Pompe disease is a rare, inherited disorder that disables the heart and skeletal muscles. When it is diagnosed later in life, the primary symptom is muscle weakness.
“It was very unlike her to be weak and unable to do things,” McDonough said of Palmer.
McDonough said late-onset Pompe disease is rare, affecting about one in 57,000 people. To put its rarity in perspective, based on the population of the Barrington area, Palmer could be the only one in the 60010 zip code with the disease.
“This is probably the only time in my career I’ll see this illness,” McDonough said.
For the first two years after she was diagnosed, Palmer would travel from Barrington to Children’s Hospital (now Ann & Robert H. Lurie Children’s Hospital) in Chicago for infusions to treat the disease, as they were one of the few facilities certified to provide the treatment.
Palmer said following her diagnosis, her life changed immediately because of her symptoms. However, her infusions have made her stronger and less fatigued and she no longer gets out of breath simply walking up the stairs.
Once McDonough got the proper certifications, Palmer was able to move her treatments to Advocate Good Shepherd Hospital.
Palmer is dedicated to her treatments and receives them faithfully every two weeks. Her husband, Shawn Palmer, said the move to Advocate Good Shepherd has saved the family a lot of time and it has been a great relief for his wife to get her treatments closer to home. Each treatment keeps Palmer at the hospital for about six hours.

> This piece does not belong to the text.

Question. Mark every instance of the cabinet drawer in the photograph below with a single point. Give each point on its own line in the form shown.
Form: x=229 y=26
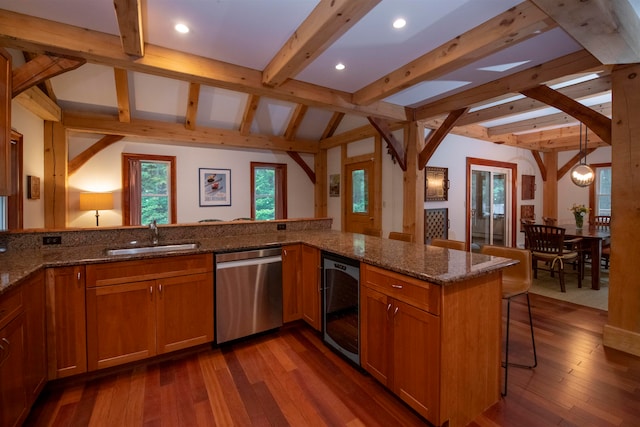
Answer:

Although it’s a long day, Palmer said her oldest daughter, Taylor, 17, often visits with her in the hospital once she finishes her day at Barrington High School. The couple are also parents to Max, 14, Charles, 7, Sarah, 5, and Katie, 3.
McDonough said as long as Palmer continues to get her infusions as scheduled, her life expectancy is normal. Her team of doctors monitors for reactions to the infusions, and respiratory and heart issues.

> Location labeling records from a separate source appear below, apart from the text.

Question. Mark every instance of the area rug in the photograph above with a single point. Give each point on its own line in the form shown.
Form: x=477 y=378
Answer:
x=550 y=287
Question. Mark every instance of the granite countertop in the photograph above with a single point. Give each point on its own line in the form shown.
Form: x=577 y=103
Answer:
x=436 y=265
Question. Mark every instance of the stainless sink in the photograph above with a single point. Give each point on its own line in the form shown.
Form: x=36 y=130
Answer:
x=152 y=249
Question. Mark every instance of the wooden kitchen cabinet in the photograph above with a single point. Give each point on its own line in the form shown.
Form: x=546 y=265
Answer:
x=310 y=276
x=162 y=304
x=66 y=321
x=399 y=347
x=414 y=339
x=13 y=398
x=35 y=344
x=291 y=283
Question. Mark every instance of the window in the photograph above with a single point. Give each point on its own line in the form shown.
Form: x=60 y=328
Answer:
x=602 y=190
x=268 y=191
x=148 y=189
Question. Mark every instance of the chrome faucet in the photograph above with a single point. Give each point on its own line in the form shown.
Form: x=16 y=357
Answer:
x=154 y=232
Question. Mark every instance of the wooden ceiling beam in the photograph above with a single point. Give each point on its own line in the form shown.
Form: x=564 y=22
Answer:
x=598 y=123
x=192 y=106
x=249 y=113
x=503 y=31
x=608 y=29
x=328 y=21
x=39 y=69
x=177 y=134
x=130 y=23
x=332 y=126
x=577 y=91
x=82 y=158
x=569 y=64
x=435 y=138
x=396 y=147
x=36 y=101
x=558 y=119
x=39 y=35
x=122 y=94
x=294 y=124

Not one to let her disease hold her back, Palmer still attends as many of her children’s events and activities as possible.
“My kids and my husband are my motivation in life,” Palmer said. “If I didn’t have them, I wouldn’t be able to function.”
Palmer has quite the team at Advocate Good Shepherd Hospital. In addition to McDonough, she is also treated by Anthony Savino, an orthopedic physician with Midwest Bone & Joint Institute, Azmey Matarieh, a cardiologist with Advocate, Edwin Fajardo, a physical therapist with Advocate, and nurse Donna Pacholski, who has known Palmer for 17 years.
“A lot of people with these diseases don’t want to admit they can’t do everything and Melissa tries to do everything,” Pacholski said.
Described by her team of physicians as strong-willed, determined and independent, it is no surprise Palmer has set some serious goals for herself.
“My goal is to be walking at my daughter Katie’s wedding,” Palmer said.
Palmer said McDonough “saved her life” by catching the disease and beginning treatment right away. Her medical team is in agreement that if Palmer continues with her treatments and maintains a regular exercise routine as determined by her doctors, she should be walking at her 3-year-old daughter’s future wedding.